Оказавшись в Крыму, помимо страстного увлечения лепидоптеро- логией, молодой поэт с нерастраченной юношеской энергией предался творчеству. Продуктивность его поэтических усилий в Крыму была поистине поразительной. В некоторые дни ему удавалось написать до трех стихотворений кряду (например, 1 января 1918 г.). Он пробовал себя и в драматургии, написав небольшую пьесу в гекзаметрах «Весной» с любопытным жанровым обозначением: «Нечто лирическое в одном действии», и в эпических полотнах, противопоставив, с одной стороны, своей же пьесе «Весной» антонимичную ей по названию поэму «Поздней осенью» и, с другой стороны, до глубины души возмутившей его поэме Блока «Двенадцать» свою аполитичную поэму «Двое» (к сожалению, неопубликованную).

Главное же направление его творческих исканий было связано с лирикой: любовной, пейзажной, гражданской и философской, в частности религиозной (цикл «Ангелы», состоявший из вступления и девяти стихотворений — по числу догматических ангельских чинов)32. Всего им было написано свыше 300 стихотворений. Был, кстати сказать, задуман сборник под названием «Раскрытые окна», в который после строгого отбора должно было войти 224 стихотворения. Но сборник так и остался в виде рукописного альбома, озаглавленного «Цветные камешки», откуда в антологию всей его поэзии, изданную в 1979 г., попало лишь одно-единственное стихотворение33. Этот и несколько других альбомов, содержащих, по сути дела, архив начального этапа творческой эволюции Набокова, в настоящее время находятся в национальной библиотеке Нью-Йорка. В посмертных изданиях, в частности в сборнике Большой серии библиотеки поэта 2002 г., помещено чуть более 50 стихотворений, написанных во временной промежуток, который Набоков провел в Крыму34.

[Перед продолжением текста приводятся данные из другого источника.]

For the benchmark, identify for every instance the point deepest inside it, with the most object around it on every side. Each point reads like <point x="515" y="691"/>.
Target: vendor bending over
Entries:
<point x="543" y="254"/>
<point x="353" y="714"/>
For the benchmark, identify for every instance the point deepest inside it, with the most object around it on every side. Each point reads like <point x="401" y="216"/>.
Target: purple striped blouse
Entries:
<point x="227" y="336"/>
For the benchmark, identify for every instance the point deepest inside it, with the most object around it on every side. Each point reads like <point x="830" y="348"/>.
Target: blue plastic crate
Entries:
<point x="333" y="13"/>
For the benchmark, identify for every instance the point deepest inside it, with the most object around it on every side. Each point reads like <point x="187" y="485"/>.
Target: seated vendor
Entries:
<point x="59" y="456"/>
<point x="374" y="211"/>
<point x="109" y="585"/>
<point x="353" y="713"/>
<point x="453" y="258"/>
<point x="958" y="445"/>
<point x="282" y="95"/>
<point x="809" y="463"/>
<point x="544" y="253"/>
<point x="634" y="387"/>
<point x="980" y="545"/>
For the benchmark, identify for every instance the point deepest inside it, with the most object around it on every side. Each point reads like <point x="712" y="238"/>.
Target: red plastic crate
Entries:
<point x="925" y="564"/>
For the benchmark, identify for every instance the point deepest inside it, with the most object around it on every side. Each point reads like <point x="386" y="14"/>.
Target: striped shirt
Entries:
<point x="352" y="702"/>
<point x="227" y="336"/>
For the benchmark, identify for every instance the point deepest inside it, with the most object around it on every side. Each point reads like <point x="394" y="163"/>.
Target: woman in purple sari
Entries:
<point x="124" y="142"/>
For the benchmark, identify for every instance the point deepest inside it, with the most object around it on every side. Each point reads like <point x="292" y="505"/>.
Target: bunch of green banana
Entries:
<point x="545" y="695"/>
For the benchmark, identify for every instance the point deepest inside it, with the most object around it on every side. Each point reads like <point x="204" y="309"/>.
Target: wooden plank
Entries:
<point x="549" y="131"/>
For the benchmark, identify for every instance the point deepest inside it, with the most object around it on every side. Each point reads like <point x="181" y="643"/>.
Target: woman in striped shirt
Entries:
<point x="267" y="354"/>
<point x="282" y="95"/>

Крым был воспринят Набоковым как совершенно чужая страна: «...все было не русское, запахи, звуки, потемкинская флора в парках побережья, сладковатый дымок, разлитый в воздухе татарских деревень, рев осла, крик муэдзина, его бирюзовая башенка на фоне персикового неба; все это решительно напоминало Багдад — и я немедленно окунулся в пушкинские ориенталии»35. Экзотическая по сравнению с непритязательной северной красотой Петербуржья природа совсем не случайно возбудила у него мысли об изгнании, а следовательно, о Пушкине: «Я смотрел на крутой обрыв Яйлы, по самые скалы венца обросший каракулем таврической сосны, на дубняк и магнолии между горой и морем; на вечернее перламутровое небо, где с персидской яркостью горел лунный серп, и рядом звезда, — и вдруг, с неменьшей силой, чем в последующие годы, я ощутил горечь и вдохновение изгнания. Тут не только влияли пушкинские элегии и привозные кипарисы, тут было настоящее; порукой этому было подлинное письмо невымышленной Тамары36, и с тех пор на несколько лет потеря родины осталась для меня равнозначной потере возлюбленной...»37

В преддверии эмиграции, как бы в предчувствии хронических приступов ностальгии, молодой поэт сопоставляет свое и чужое, не подозревая в ту пору о том, что «чужая страна» Крым спустя некоторое время обернется последним образом утраченного рая отчизны.

Противопоставление в основном идет по самой внешней — растительной — линии. В стихотворениях, написанных в Крыму, т.е. уже вдали от «милого севера», «Берёза в Воронцовском парке» (27 апреля 1918 г.), а также «Орешник и берёза» (2 июля 1918 г.) грустящая на лугу «русская берёзка», «как дева пленная в блистательном кругу/ иноплеменных дев», противопоставляется «цветущим огненным деревам» (92), кипарисам, шумящим «чудно-мрачно/ <...> в лазури ночи южной», напоминающим католических монахов, которые «в смятенье вещем, в смутном страхе,/ поют молитвы по-латыни» (113), и несколько неожиданно «дереву греха», «развесистому орешнику», который «листвой изнеженной, как шёлком, шелестит;/ роскошным сумраком любви и лени льстит». Выразительный символ наполовину потерянного, как оказалось, скромного «зелёного рая» — каждым своим листом отбрасывающая «жидкую тень» береза рассказывает осиротевшему путнику «о милом невозможном,/ о дальней родине, о ветре, о лесах...» (92). Так постепенно накапливается горький опыт изгнанничества, обостряющий любовное чувство к тому, что навеки потеряно.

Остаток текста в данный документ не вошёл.